Four(4) Capabilities to Invest at this stage Self-Service Registration, Product Onboarding, Trial Management, Product Analytics Typical spend: $10K in Tooling, $40K in People/Wages Effort: 3-4 months
Starting PLG when you are at the Product-market-Fit stage: Delaying to invest in core self-service capabilities, more than 3x the spend had they implemented it earlier - This included rework in onboarding, user registrations, customer journeys, and adding telemetry for product analytics across a spectrum of new features.
Four(4) Capabilities to Invest at this stage Interactive Demos/Guides, Self-serve Pricing Plans, Usage Based Pricing (optional), Sales Assist (either CSM or via support) Typical spend: $50K in SaaS Tooling Costs, $250K in People/Wages Effort: ~6 months If Self-serve capabilities are not implemented, Typical spend: $100K in SaaS Tooling Costs, $500K in People/Wages Effort: ~9 months
Starting PLG when you are at the GTM-Fit stage: Delaying to invest in core self-service capabilities, more than 8x the spend had they implemented it earlier - This included rework in onboarding, user registrations, customer journeys, and adding telemetry for product analytics, planning to price their product for usage, etc.

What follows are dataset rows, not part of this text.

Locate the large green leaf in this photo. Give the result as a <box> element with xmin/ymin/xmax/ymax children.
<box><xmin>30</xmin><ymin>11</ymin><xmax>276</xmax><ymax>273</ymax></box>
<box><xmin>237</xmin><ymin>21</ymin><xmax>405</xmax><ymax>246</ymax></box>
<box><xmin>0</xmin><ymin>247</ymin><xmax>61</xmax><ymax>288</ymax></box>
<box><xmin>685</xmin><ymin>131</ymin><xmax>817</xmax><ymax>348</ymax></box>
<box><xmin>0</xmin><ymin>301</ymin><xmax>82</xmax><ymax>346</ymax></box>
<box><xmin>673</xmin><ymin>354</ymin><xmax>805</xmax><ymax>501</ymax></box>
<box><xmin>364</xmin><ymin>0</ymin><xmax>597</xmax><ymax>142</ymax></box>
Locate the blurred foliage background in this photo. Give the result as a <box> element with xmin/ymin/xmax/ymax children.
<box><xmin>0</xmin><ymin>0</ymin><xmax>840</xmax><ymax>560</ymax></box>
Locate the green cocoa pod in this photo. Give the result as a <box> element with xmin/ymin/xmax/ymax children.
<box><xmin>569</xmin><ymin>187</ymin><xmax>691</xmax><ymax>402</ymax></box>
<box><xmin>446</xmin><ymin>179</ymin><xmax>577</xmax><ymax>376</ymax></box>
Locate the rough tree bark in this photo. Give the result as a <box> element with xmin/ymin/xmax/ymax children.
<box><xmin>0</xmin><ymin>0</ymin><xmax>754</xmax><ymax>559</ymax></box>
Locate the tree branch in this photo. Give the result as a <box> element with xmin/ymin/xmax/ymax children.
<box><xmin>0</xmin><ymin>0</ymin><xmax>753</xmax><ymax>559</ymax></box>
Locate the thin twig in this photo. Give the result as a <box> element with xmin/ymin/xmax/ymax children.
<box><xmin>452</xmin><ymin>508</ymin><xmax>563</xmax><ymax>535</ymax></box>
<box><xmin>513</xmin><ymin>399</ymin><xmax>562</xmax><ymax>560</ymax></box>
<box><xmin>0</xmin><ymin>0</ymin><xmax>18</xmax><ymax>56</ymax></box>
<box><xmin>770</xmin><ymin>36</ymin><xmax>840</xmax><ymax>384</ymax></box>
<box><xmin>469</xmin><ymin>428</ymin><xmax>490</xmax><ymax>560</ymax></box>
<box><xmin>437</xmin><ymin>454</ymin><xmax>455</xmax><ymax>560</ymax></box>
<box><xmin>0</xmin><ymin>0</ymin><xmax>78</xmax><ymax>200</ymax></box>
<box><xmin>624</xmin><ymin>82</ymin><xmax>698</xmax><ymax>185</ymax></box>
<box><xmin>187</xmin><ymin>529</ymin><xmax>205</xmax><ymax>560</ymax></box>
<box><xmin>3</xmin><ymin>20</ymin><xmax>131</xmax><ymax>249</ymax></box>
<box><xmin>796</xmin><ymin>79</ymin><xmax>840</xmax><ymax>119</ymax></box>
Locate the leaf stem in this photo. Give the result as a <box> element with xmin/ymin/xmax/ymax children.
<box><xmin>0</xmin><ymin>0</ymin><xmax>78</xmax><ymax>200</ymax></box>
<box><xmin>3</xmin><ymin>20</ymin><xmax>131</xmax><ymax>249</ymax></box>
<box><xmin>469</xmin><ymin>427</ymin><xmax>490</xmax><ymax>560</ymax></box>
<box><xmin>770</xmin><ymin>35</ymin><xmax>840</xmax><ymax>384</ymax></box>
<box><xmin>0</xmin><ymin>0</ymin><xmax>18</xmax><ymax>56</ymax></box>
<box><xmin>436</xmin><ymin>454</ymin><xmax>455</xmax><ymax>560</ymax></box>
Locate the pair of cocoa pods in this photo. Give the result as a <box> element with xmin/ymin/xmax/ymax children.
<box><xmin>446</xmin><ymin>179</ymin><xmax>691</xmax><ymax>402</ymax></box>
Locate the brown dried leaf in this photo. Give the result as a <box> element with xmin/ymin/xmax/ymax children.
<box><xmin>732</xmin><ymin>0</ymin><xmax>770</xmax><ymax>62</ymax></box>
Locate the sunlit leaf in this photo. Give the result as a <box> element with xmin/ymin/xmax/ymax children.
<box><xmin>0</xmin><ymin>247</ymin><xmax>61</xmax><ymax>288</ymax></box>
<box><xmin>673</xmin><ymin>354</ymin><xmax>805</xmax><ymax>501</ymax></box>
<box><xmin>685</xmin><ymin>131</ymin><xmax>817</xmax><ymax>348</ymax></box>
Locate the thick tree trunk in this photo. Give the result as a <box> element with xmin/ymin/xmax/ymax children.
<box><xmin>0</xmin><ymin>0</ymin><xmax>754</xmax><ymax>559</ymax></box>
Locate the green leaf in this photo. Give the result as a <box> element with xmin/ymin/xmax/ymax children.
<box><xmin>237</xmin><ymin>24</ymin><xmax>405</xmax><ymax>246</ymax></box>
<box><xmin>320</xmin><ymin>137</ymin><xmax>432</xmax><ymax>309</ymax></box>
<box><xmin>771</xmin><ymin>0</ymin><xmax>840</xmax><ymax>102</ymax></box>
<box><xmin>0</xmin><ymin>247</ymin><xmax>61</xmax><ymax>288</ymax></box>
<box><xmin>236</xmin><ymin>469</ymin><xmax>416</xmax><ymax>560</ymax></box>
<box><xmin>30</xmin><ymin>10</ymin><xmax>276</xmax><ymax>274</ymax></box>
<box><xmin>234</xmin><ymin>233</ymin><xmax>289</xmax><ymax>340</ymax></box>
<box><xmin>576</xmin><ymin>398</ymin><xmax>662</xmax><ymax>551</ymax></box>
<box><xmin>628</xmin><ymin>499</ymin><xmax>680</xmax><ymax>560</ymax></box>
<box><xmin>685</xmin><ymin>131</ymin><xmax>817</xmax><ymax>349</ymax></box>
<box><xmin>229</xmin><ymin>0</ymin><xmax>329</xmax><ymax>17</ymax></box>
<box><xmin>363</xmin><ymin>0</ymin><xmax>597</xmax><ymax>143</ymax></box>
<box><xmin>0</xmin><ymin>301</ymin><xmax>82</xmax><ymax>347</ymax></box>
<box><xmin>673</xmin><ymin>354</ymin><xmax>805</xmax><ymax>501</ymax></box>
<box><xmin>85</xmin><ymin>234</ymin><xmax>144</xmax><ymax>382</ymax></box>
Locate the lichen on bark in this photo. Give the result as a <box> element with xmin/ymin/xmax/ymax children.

Three(3) Capabilities to Invest at this stage Product Led Sales, Experimentation, Enterprise Sales Typical spend: $150K in SaaS Tooling Costs, $600K in People/Wages Effort: ~6 months If IMF and PMF stage capabilities were not implemented, Typical spend: $275K in SaaS Tooling Costs, $1M in People/Wages Effort: ~12 months
Conclusion:
While the decision to embark on a Product-Led Growth journey requires careful consideration, delaying the adoption of PLG can have significant financial consequences. As the statistics show, companies that implement PLG early on benefit from reduced R&D spending, increased revenue growth, and improved customer retention rates. By embracing PLG and leveraging the power of the product as a growth driver, organizations can achieve sustainable success and gain a competitive edge in today's dynamic business landscape.
So, don't delay the PLG journey - start today and reap the rewards of a more efficient, customer-centric, and cost-effective growth strategy.